Pelvic Inflammatory Disease (also known as Pelvic Inflammatory Disorder, PID) is the infection of the upper part of the female reproductive system, namely the ovaries, fallopian tubes, and the uterus.



  • It is caused by bacteria that spreads upwards from the vagina and the cervix and infects the upper parts of the reproductive system.
  • The early onset of PID exhibits almost no signs and symptoms. But as the infection gets severe symptoms such as lower abdominal pain, heavy, unpleasant vaginal discharge, irregular bleeding between periods, pain during intercourse, fever, and chills, and pain while urination can be observed.
  • Severe infections give rise to complications such as endometritis, tubo-ovarian abscess (fluid build-up in fallopian tubes and ovaries), chronic pelvic pain, infertility, and an increased chance of ectopic pregnancy.
  • The chances of having Pelvic Inflammatory Disorder might increase if the woman has multiple sexual partners, being in a sexual relationship with a person who has multiple sexual partners, unprotected sex,¬† douching (vaginal rinsing), or having a previous history of PID. These risks are even greater for a sexually active female aged below 25 years.
  • PID can be easily diagnosed with blood and urine tests, which check the white blood cell count as a sign of infection. Ultrasound may be performed to identify signs and sites of inflammation. It can also be diagnosed by laparoscopy.
  • Prevention is possible for pelvic inflammatory disorder and is generally simple. It includes having protected sex, having a single sexual partner, regular screening for STIs, using barrier methods of protection such as condoms while performing intercourse, avoid douching, and abstinence.

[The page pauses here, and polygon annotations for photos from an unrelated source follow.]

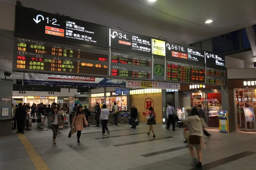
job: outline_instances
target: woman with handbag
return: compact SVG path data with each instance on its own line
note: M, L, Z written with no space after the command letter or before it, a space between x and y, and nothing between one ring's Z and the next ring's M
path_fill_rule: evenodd
M186 119L183 118L184 115L181 116L181 121L187 124L189 129L189 136L188 146L189 148L190 153L193 159L194 163L197 167L202 167L202 159L203 155L201 149L206 147L204 140L203 129L206 127L206 125L204 119L198 116L198 112L195 108L191 110L191 116ZM198 162L196 156L193 148L195 147L198 158Z
M153 128L153 125L156 124L156 117L157 117L157 114L154 111L154 109L152 107L150 107L148 109L148 114L146 116L146 119L148 119L148 122L147 122L147 125L149 125L149 131L147 133L148 135L149 135L150 134L150 131L152 131L153 133L153 137L155 138L156 135L154 134L154 128Z
M84 122L85 126L88 126L88 123L85 118L85 114L83 110L83 107L79 106L77 109L77 112L75 114L75 117L73 118L73 121L71 125L73 127L75 124L75 128L77 131L77 143L79 144L80 144L80 137L81 136L81 131L84 129L83 122Z
M56 144L56 137L57 132L58 129L59 121L61 120L60 114L57 111L57 108L55 106L52 108L52 112L48 116L52 120L52 129L53 132L53 144Z
M60 114L60 115L61 115L61 118L62 122L63 122L63 121L64 120L64 116L65 116L65 114L66 113L65 113L63 110L61 109L61 107L60 106L58 106L58 113ZM64 124L64 122L63 122L63 124ZM61 133L60 132L61 129L62 129L63 128L63 125L61 125L60 126L59 125L58 133Z

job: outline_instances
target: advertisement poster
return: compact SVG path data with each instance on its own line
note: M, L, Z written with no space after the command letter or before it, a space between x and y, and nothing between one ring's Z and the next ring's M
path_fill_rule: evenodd
M198 105L202 105L201 99L201 95L193 95L192 98L193 106L195 107Z
M37 74L24 73L25 83L44 85L86 85L99 87L125 87L125 81L117 79L64 76L61 75Z
M244 108L244 116L245 116L245 120L246 122L255 121L254 113L252 108Z

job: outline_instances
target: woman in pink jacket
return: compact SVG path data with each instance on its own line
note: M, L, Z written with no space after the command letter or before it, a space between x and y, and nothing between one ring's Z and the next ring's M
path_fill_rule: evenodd
M148 122L147 125L149 125L149 131L148 133L148 135L149 135L150 134L150 131L152 131L153 133L153 137L155 138L156 135L154 134L154 128L153 128L153 125L156 124L156 117L157 117L157 114L154 111L154 109L152 107L150 107L148 109L148 112L146 115L147 119L148 119Z
M75 117L73 119L72 126L74 126L75 124L75 128L77 131L77 143L80 144L80 137L81 136L81 131L84 129L84 124L83 121L86 126L88 126L88 123L85 118L85 114L83 110L83 107L79 106L78 107L77 112L75 114Z

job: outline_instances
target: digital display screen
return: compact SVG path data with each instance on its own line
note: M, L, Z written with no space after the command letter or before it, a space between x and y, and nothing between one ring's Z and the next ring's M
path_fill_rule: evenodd
M111 48L152 54L149 37L113 29L110 29L109 37Z
M215 85L226 85L226 70L207 68L206 83Z
M15 31L80 43L107 46L107 28L16 6Z
M151 79L152 58L111 52L110 76Z
M216 54L210 52L205 51L206 66L223 67L225 68L225 56Z
M108 53L84 47L17 38L13 69L51 74L107 76Z
M166 80L205 83L204 67L166 61Z
M166 58L205 64L204 51L166 42Z

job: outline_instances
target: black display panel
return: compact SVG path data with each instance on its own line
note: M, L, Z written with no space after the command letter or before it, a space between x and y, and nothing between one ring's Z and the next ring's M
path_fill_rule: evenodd
M13 70L107 76L109 52L22 38L15 39Z
M109 38L111 48L152 54L151 38L113 29Z
M208 51L205 51L205 55L207 66L210 65L225 68L225 56L216 54Z
M133 79L152 79L152 58L111 52L110 76Z
M16 32L106 46L107 30L85 22L16 7Z
M207 68L206 83L212 85L226 85L225 70Z
M166 58L205 63L204 51L170 42L166 42Z
M205 83L205 67L166 61L166 80Z

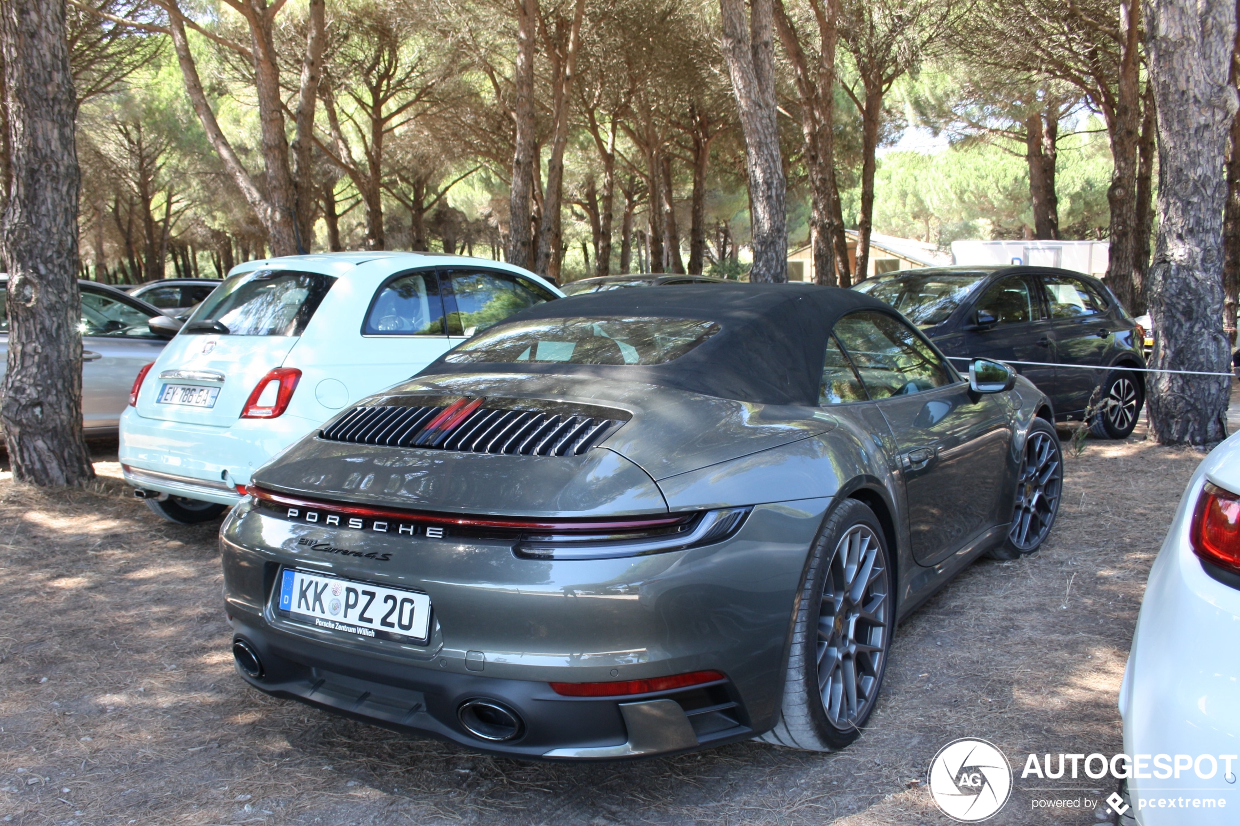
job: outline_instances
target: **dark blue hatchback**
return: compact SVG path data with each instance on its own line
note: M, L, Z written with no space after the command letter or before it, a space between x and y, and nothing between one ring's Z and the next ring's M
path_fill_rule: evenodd
M1087 415L1092 432L1110 438L1137 424L1145 374L1126 368L1146 365L1141 341L1097 279L1040 266L942 266L853 289L903 312L945 355L1016 362L1050 396L1056 421Z

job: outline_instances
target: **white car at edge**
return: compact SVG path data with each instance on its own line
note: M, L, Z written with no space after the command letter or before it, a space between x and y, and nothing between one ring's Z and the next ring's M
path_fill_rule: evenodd
M521 267L434 253L242 264L138 375L120 419L125 479L165 519L213 519L350 402L562 296Z
M1149 571L1120 689L1142 826L1240 822L1240 433L1197 468Z

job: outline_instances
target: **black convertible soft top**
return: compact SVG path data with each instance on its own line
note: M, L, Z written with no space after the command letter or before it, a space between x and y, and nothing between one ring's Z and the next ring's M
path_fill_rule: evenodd
M522 310L495 328L539 318L644 316L714 321L720 331L665 364L451 364L440 357L418 375L594 375L739 401L816 405L827 337L836 321L853 310L898 315L889 305L862 292L808 284L699 284L593 292Z

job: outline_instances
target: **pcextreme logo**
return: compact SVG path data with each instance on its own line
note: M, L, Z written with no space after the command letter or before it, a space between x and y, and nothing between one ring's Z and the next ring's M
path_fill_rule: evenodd
M993 743L962 737L930 762L930 795L942 814L962 824L994 816L1012 794L1012 765Z

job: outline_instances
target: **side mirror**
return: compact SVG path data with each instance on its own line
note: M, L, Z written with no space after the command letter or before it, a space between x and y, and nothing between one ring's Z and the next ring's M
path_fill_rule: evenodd
M181 324L184 323L184 321L170 318L169 316L151 316L146 321L146 327L160 338L172 338L181 332Z
M968 363L968 389L973 393L1003 393L1016 386L1016 370L1002 362L973 359Z

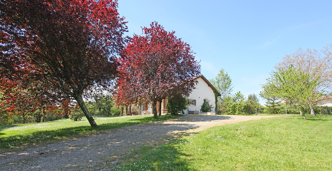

  • Treatment¬†options for PID include antibiotic therapy depending upon the infectious agent. If no changes are observed in two to three days, doctors might advise changing the course of treatment to a stronger approach. Screening the partner and their treatment is also advised. Avoiding sexual intercourse until the treatment is complete and the infection has cleared completely.
  • For severe cases, intravenous antibiotic therapy followed by a course of regular oral antibiotics is advised with a need for hospitalization. Surgery is rarely required and is performed in cases of abscess build-up and rupture in the fallopian tubes or ovaries.
  • Women with more than one episode of Pelvic Inflammatory Disease are at a greater risk of infertility and should consult their gynecologist for an infertility evaluation.